Time passes, though in that state there is no time and no thing and nothing.

“It has been some time, magician.”

A mist flows from the stain to turn into a blob-ball of shifting unlight that twists into alien shapes in the air, words coming into existence in my head, the thought-concepts of the creature crystalizing as language devoid of emotion of mental images. It could project such things but would give too much away.

“It has,” I say in the same tone. “I have questions for you.”

The entity twists and burns the air. “And the payment?”

“That will depend on your answers.”


“I have come into the possession of an Other, an Entity,”, and I pass Jay’s true name between us, small as it is. “This is your doing.”

“That is not a question.”

“My question is why.”

I have not phrased it as a question; it does not call me on that. “We thought you less likely to destroy it. That is all we will say on this.”

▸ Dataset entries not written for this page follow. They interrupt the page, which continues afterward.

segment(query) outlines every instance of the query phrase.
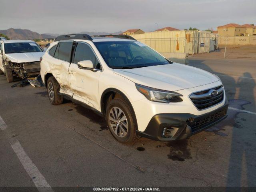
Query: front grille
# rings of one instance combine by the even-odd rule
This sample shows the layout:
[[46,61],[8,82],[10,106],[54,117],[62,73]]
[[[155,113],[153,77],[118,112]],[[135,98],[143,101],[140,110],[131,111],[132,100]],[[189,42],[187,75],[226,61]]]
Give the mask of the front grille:
[[40,61],[26,63],[23,64],[23,66],[24,72],[27,74],[40,71]]
[[196,121],[194,124],[192,126],[192,132],[194,132],[203,127],[207,126],[208,125],[216,121],[224,116],[226,114],[226,111],[222,110],[205,118]]
[[[199,110],[202,110],[221,102],[224,97],[224,90],[223,86],[222,85],[194,93],[189,97],[196,108]],[[218,93],[216,95],[211,96],[211,93],[214,90],[217,91]]]

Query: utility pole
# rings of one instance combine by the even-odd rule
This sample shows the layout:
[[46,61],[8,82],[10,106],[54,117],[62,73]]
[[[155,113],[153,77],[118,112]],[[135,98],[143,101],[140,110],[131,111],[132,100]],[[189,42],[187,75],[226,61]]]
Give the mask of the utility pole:
[[228,43],[228,37],[227,37],[227,38],[226,40],[226,46],[225,46],[225,52],[224,52],[224,58],[225,58],[225,57],[226,56],[226,50],[227,49],[227,43]]

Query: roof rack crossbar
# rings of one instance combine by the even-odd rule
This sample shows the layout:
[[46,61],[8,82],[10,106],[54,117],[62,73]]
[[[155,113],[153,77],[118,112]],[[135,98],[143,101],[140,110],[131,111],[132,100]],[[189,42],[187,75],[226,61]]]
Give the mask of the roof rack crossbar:
[[136,41],[136,39],[135,39],[133,37],[131,36],[130,36],[129,35],[123,35],[123,34],[120,34],[120,35],[112,35],[110,34],[109,35],[94,35],[92,36],[92,37],[115,37],[116,38],[120,38],[121,39],[131,39],[132,40],[135,40]]
[[55,41],[69,39],[84,39],[92,40],[91,36],[87,34],[69,34],[68,35],[60,35],[56,38]]

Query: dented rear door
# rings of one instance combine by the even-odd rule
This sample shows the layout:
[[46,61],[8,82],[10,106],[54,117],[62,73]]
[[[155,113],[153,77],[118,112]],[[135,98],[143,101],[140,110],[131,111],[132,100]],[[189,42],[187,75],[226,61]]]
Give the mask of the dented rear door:
[[73,91],[70,83],[69,68],[73,41],[59,43],[54,55],[54,63],[50,64],[51,71],[60,85],[60,92],[72,97]]
[[78,42],[72,60],[69,72],[73,98],[99,110],[98,80],[102,72],[81,69],[77,65],[84,60],[90,60],[95,66],[100,65],[92,48],[86,43]]

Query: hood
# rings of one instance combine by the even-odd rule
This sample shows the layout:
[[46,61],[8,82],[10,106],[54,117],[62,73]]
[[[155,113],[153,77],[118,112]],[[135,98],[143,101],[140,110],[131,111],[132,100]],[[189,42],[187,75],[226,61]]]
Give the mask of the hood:
[[14,63],[25,63],[39,61],[44,52],[33,53],[7,53],[5,56]]
[[175,63],[134,69],[115,69],[113,71],[134,83],[172,91],[200,86],[219,80],[216,76],[209,72]]

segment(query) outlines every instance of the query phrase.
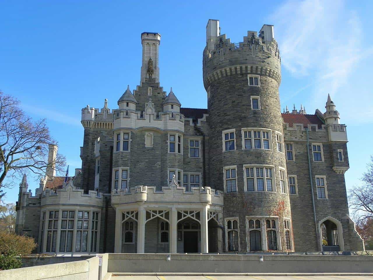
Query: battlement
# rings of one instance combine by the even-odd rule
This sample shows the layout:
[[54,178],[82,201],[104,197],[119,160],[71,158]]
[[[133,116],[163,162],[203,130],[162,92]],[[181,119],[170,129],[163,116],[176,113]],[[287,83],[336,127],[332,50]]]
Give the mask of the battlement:
[[62,189],[56,191],[50,189],[44,190],[41,196],[41,205],[53,204],[82,204],[101,207],[103,195],[102,193],[93,190],[85,194],[82,189],[77,188],[73,183],[72,177]]
[[137,186],[129,189],[113,190],[112,204],[162,201],[178,203],[201,203],[222,205],[223,192],[210,187],[192,187],[191,192],[179,186],[174,177],[168,186],[158,190],[155,186]]

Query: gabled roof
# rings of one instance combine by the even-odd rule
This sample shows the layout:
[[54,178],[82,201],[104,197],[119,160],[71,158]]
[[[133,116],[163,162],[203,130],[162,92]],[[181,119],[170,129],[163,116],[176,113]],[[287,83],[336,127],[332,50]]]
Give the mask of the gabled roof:
[[185,118],[191,118],[192,119],[201,119],[203,117],[204,114],[208,114],[207,109],[198,109],[195,108],[180,108],[180,113],[184,115]]
[[53,180],[47,181],[45,186],[44,187],[44,189],[50,189],[51,190],[57,190],[58,189],[62,189],[62,184],[65,181],[65,177],[64,176],[55,176],[53,177]]
[[307,127],[309,124],[317,124],[317,127],[321,128],[322,125],[325,124],[316,114],[282,113],[281,116],[283,122],[288,124],[290,127],[294,127],[294,124],[301,124],[304,127]]

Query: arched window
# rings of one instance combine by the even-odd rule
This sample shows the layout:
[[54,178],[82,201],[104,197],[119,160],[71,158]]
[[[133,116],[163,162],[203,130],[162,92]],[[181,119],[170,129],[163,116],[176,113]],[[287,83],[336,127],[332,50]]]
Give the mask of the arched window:
[[266,227],[267,228],[267,245],[268,250],[276,250],[277,235],[276,230],[276,221],[266,220]]
[[250,239],[250,251],[261,251],[261,232],[258,230],[250,230],[249,237]]
[[267,231],[267,243],[268,250],[277,250],[277,237],[275,230]]
[[290,221],[283,220],[284,227],[285,228],[285,242],[286,243],[286,249],[290,249]]
[[133,243],[135,242],[134,236],[135,222],[131,220],[124,222],[124,243]]
[[227,248],[228,251],[238,251],[238,223],[237,220],[230,220],[226,221],[227,229]]
[[160,223],[160,242],[168,243],[169,242],[169,225],[168,222],[162,221]]

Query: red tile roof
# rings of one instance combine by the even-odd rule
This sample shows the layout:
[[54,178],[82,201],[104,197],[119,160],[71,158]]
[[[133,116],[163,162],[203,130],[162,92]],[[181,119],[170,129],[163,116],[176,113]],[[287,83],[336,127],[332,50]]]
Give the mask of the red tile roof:
[[294,127],[294,124],[301,124],[305,127],[307,127],[309,124],[317,124],[319,128],[321,128],[322,125],[325,124],[324,122],[315,115],[305,114],[281,114],[283,122],[289,124],[290,127]]
[[51,181],[47,181],[46,183],[44,189],[50,189],[51,190],[56,190],[57,189],[62,188],[62,183],[65,181],[65,177],[56,176]]
[[201,119],[204,114],[208,114],[207,109],[198,109],[195,108],[180,108],[180,113],[185,118]]

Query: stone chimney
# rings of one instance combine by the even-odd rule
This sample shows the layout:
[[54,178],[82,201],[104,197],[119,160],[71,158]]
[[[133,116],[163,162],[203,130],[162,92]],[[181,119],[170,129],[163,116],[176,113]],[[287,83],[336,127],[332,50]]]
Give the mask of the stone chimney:
[[56,145],[50,144],[48,146],[49,154],[48,157],[48,167],[46,172],[46,178],[47,180],[53,180],[56,176],[56,158],[58,148]]

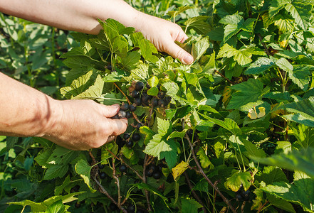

“How is it that Jay is ignorant of the Cone and the Grave?”

“This is not uncommon, magician. Knowledge is made of secrets and passed cautiously outside the universe. That it exists at all is not known to most.”

That startles me enough that I don’t hide it; I shove the implications aside to mull over later. “I have changed him.”

“Not enough to matter,” the unlight says, and is flows into nothing a moment later, taking much of the stain with it as it vanishes back into the places between the universe and what lies Outside. I don’t know what this entity/creature is that lives in the space between the universe and what lies beyond, only that it has aided me in the past but never done favours or asked for nothing in return.

I stand and walk back to the motel, hands shoved deep into pockets and senses thrown wide. Nothing. Whatever is out there isn’t taking my bait yet, not coming after me or attacking Charlie and Jay. It’s not really a surprise, but it is annoying to find out your enemy – and anyone who wants to kill you is that – isn’t as stupid as you’d hoped they’d be.

I put up basic wards around our rooms, eat a sub and sleep, half-waking to weight pressing into my left side and the binding between Jay and I humming a little before settling down.

Coffee wakes me next. Charlie is standing in the doorway to my room, coffee in either hand and one eyebrow raised. Jay is clothed, curled up next to me on top of the covers and dead asleep, not stirring when I get out of bed and walk over, closing the door firmly behind me.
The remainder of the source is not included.